# Home Repair Policies and the Uneven Landscape of Aging in Community for Low-Income Older Adult Homeowners

**Authors:** Leiha Edmonds

PMC · DOI: 10.1093/geroni/igaf122.3789 · Innovation in Aging · 2025-12-31

## TL;DR

This paper examines how home repair policies affect aging in place for low-income older adults, highlighting uneven access and the role of collaborative coalitions.

## Contribution

The study reveals how geographic eligibility criteria in policies create disparities in home repair access for low-income older homeowners.

## Key findings

- Home repair programs disproportionately benefit urban areas, leaving peri-urban residents underserved.
- Collaborative coalitions can integrate diverse funding to better address repair needs for low-income older adults.
- Policy frameworks often fail to align with the actual housing needs of aging populations in suburban regions.

## Abstract

Federal, state, and local policies in the United States are increasingly recognizing home repair as a strategy for supporting age-friendly cities and communities.
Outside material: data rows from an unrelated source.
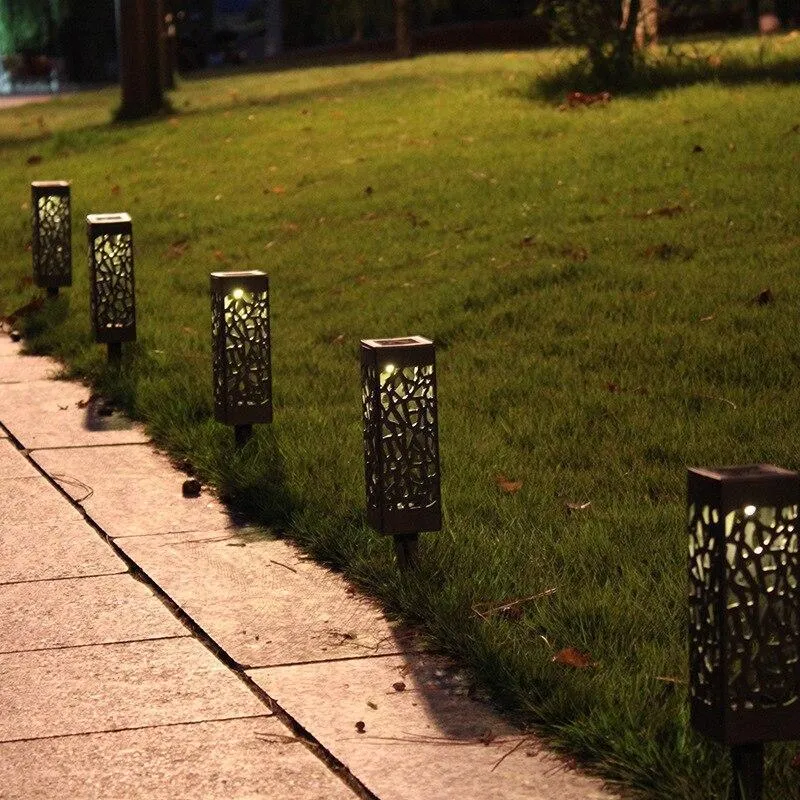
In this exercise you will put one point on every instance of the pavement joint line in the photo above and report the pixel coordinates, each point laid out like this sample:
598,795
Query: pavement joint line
336,766
290,664
132,728
93,644
63,578
93,446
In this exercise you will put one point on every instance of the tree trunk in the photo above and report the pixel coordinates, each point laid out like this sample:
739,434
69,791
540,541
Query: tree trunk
141,59
646,21
273,20
402,28
647,28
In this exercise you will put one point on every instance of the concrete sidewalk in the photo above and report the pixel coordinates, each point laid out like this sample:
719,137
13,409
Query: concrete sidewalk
154,646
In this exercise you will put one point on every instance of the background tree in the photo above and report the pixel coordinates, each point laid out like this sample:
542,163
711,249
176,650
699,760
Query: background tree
141,57
607,29
403,45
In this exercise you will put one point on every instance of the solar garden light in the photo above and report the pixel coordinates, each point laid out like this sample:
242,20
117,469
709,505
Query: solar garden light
242,361
401,441
51,243
744,620
112,299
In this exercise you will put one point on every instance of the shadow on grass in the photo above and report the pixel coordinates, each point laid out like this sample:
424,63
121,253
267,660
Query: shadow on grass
677,68
78,136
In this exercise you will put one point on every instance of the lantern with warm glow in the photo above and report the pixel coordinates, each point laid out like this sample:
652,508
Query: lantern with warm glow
51,242
112,300
744,632
401,440
242,364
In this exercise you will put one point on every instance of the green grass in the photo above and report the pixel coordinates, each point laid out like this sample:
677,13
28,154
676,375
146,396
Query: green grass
586,347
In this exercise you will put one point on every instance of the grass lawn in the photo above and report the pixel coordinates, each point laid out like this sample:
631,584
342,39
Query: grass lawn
589,278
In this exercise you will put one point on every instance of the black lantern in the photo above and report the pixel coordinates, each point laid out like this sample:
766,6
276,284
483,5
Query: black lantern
744,629
242,363
401,440
112,300
51,243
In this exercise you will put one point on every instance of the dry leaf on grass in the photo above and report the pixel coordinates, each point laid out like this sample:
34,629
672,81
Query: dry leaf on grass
666,211
572,657
764,297
573,507
506,485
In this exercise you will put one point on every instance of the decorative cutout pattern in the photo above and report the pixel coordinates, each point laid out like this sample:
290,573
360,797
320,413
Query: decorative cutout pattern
763,608
51,241
242,361
704,646
404,473
113,304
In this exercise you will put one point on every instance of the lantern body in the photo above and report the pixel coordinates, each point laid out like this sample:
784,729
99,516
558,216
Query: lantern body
401,439
744,620
242,361
112,299
51,242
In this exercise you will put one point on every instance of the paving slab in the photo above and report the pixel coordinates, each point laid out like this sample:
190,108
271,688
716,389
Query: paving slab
32,501
428,741
24,368
230,760
63,546
48,413
81,611
135,491
117,686
13,463
262,601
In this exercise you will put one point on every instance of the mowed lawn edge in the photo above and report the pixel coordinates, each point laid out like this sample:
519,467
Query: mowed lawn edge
591,278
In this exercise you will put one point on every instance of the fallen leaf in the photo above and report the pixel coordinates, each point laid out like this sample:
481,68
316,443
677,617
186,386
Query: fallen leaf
577,254
666,251
764,297
579,99
572,507
506,485
177,249
572,657
487,737
666,211
191,488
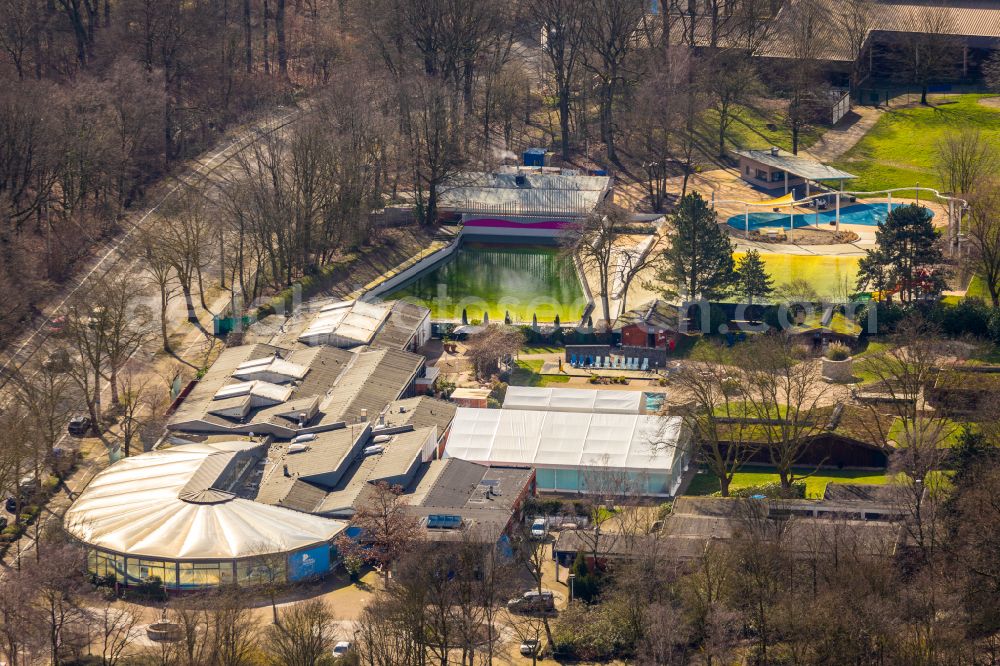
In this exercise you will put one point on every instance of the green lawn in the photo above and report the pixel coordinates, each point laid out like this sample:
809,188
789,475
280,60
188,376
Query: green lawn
707,483
541,349
901,149
945,430
528,373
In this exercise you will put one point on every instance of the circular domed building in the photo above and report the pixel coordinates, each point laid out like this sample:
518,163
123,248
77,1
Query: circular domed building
177,514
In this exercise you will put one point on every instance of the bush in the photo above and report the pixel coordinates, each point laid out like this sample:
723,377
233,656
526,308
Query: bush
838,351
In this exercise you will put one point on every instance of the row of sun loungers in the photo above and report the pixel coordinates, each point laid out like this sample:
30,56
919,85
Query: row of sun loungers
609,362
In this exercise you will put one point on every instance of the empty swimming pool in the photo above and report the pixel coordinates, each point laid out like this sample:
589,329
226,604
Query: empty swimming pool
865,214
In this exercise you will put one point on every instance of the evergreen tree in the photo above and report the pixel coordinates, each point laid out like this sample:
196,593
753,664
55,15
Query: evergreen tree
699,260
752,279
906,257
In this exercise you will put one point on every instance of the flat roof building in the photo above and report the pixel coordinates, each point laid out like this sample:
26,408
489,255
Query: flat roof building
777,169
521,202
263,389
181,515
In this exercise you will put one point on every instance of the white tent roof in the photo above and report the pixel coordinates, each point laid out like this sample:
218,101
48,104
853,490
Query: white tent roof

Ensuring access to home maintenance, repairs, and modifications is crucial to support aging in place, enhance the physical and mental health of older adults, and enable low-income homeowners to resist displacement pressures. This article investigates the influence of housing policy on aging-in-place experiences among low-income older adults by examining the work of the Orange County Home Preservation Coalition (OCHPC) in the Triangle Region of North Carolina. The OCHPC comprises local residents, municipal governments, nonprofit organizations, and home repair providers who collaboratively deliver free home improvements to older adults with limited incomes. Using policy analysis, administrative and interview data from coalition partners, we assess how federal, state, and local policies shape the implementation and reach of these repair programs. Our findings indicate that, despite strong rhetorical commitments to affordable housing stability and climate resilience for older adults, geographic eligibility criteria embedded in policy frameworks result in uneven access to home repair services, particularly disadvantaging those living in peri-urban areas (regions adjacent to metropolitan centers). We further explore how collaborative, cross-sector coalitions can leverage and integrate diverse funding streams and programs to more comprehensively address the home repair needs of low-income older adults.